The Weakest Link
Isolated Failures and Customer Experience
My phone was run over by a car last Friday, setting off an interesting string of events. First, the phone was in a protective case. The case emerged unscathed from the accident, while the phone inside was crushed… even in the midst of all my swearing, I found that amusing.
Anyway, there were three players involved in the repair / replacement process – my wireless provider, the insurance company, and a phone repair vendor. Comments on each are in my Customer Experience Scorecard below.
Business lessons I learned from this experience:
- The two things passengers typically remember about an airplane flight are the takeoff and the landing: first and last impressions matter most. This is the exception that proves the rule. If you’d told me Friday that I’d have my phone back and fully functional by Sunday, I would have been thrilled. But there was so much stress and dysfunction related to the repair center along the way that it created a lasting impression. Which brings me to…
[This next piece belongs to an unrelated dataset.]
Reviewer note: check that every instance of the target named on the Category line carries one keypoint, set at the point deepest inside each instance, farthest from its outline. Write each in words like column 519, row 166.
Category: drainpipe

- Customer experience is often dictated by the weakest link. Remember that when deciding who to partner with, take on as suppliers, etc. If you select the wrong ones then you get tarred with the same inefficiency brush, even though issues may have nothing to do with you. Which brings me to…
- Reputation / past experience matters. When you screw up one thing, you tend to get blamed for everything. Truth be told, I really don’t know if the systems issue was the repair center’s fault… but I am assuming the worst because the other players were terrific. So what? Well, if the repair center wants my business in the future, they have two challenges. First, they must fix the perception problem to get me in the door, and then they must deliver flawlessly. Never forget the perception issue- it doesn’t matter if you are great if customers aren’t willing to give you another shot.
You might say “They are the weakest link… goodbye.”